Iowa fans turned out in droves to watch Caitlin Clark & Co. in the 2023 NCAA Tournament. (Photo by Matthew Holst/Getty Images)

Iowa women’s basketball has paused its season ticket sales for the 2023-24 season due to unprecedented demand, the Des Moines Register reported Thursday.

Caitlin Clark’s historic run through the NCAA Tournament has helped drive the surge in interest for the Hawkeyes’ next campaign, which will see the team look to avenge its loss to LSU in the national championship game.

Iowa sold 6,500 season tickets for the 2022-23 season at 15,000-capacity Carver-Hawkeye Arena. Most of the school’s teams see a renewal rate of at least 90% among season ticket holders, which would set a conservative estimate of around 5,900 returning buyers for Clark & Co.

And thanks in large part to the Hawkeyes’ success during March Madness, the team also has received 6,700 new season ticket requests. Half of that number came between the Sweet 16 and the Final Four, according to Matt Henderson, Iowa’s deputy director of athletics for external relations.

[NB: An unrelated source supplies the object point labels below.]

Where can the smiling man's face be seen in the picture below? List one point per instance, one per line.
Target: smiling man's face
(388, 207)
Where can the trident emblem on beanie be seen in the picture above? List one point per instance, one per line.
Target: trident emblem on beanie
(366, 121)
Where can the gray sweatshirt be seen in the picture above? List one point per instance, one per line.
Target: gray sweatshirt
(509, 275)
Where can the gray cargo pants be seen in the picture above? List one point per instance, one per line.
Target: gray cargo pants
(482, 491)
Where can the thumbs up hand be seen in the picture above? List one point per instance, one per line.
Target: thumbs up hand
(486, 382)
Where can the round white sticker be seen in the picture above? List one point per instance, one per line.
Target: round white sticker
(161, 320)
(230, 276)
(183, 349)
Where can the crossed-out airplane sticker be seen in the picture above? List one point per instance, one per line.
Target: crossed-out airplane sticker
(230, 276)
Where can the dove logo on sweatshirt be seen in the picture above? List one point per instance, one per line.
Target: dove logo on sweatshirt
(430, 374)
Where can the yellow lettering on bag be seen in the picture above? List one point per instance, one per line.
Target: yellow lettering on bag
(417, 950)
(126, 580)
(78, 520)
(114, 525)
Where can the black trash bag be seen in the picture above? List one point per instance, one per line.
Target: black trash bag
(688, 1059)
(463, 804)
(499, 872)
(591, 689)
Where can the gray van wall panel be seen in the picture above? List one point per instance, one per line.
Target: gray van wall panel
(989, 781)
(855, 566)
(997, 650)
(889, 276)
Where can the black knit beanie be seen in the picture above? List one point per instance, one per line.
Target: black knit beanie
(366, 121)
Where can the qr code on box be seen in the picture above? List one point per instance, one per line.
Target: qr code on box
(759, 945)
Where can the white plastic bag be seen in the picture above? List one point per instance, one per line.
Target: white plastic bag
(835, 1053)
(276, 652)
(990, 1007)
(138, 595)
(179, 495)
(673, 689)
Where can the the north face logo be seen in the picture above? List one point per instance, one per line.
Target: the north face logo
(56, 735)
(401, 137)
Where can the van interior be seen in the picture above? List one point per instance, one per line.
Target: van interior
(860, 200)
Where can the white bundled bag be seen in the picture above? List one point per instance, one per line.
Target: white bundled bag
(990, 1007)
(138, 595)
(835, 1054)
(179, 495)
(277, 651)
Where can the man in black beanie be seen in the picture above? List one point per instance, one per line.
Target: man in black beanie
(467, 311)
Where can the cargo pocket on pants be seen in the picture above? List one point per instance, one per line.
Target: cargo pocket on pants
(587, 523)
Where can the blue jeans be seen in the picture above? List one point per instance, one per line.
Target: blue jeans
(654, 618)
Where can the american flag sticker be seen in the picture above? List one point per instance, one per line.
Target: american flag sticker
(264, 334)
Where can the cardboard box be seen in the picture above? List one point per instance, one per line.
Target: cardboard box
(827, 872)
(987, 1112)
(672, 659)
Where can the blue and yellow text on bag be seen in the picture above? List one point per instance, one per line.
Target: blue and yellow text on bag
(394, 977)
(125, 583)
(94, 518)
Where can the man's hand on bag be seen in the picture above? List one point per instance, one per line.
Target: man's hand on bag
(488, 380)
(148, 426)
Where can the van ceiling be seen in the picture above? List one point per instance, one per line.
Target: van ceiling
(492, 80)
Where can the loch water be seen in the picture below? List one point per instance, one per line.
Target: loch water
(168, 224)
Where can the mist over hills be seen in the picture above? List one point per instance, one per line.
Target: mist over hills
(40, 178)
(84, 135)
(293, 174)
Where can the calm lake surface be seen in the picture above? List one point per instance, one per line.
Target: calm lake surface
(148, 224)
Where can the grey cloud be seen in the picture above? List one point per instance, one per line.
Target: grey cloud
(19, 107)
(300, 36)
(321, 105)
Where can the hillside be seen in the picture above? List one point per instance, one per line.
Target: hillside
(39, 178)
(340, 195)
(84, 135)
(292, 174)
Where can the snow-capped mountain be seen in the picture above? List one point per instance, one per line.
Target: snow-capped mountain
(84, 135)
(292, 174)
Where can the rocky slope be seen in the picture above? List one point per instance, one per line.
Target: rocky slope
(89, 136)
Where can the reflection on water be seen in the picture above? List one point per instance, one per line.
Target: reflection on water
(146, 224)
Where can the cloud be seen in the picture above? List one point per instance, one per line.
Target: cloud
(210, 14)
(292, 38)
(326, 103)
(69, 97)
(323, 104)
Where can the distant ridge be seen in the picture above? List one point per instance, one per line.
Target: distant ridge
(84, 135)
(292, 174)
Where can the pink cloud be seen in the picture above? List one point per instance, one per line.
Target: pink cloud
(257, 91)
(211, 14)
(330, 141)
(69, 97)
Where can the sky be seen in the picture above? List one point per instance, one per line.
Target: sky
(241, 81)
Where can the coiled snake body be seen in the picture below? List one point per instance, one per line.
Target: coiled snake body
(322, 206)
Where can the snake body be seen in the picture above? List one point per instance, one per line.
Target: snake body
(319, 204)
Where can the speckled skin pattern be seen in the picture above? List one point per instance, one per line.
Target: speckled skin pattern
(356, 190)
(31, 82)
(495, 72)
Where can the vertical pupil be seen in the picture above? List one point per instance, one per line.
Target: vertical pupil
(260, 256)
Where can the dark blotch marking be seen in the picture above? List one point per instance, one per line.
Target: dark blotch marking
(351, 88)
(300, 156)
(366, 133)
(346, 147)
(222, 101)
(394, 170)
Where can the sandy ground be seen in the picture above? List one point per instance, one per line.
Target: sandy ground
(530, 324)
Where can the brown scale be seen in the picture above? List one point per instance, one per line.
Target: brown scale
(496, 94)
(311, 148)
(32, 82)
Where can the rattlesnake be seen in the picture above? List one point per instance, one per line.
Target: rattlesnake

Such numbers perhaps should not be surprising, especially considering the large contingent who followed the team to the Final Four in Dallas.

The clamor for tickets has led the athletic department to pause ticket sales as it plans for the upcoming season. The Hawkeyes will need to save tickets for students, for visiting teams and for special events; not all 15,000 fans in the stands can be season ticket holders, even if the team could sell that many.

“We’re going to do our best so that those fans who want to support women’s basketball at Iowa get that opportunity,” said Henderson, who oversees ticket sales.

One regular season ticket for the 2022-23 season cost $125 total, with discounts available for senior citizens and children. The prices for the 2023-24 season have not yet been decided.

The just-completed season saw the Hawkeyes set team and Big Ten records for average attendance, with 11,143 fans per game coming to Carver-Hawkeye Arena. They seem poised to break those records again in the upcoming season.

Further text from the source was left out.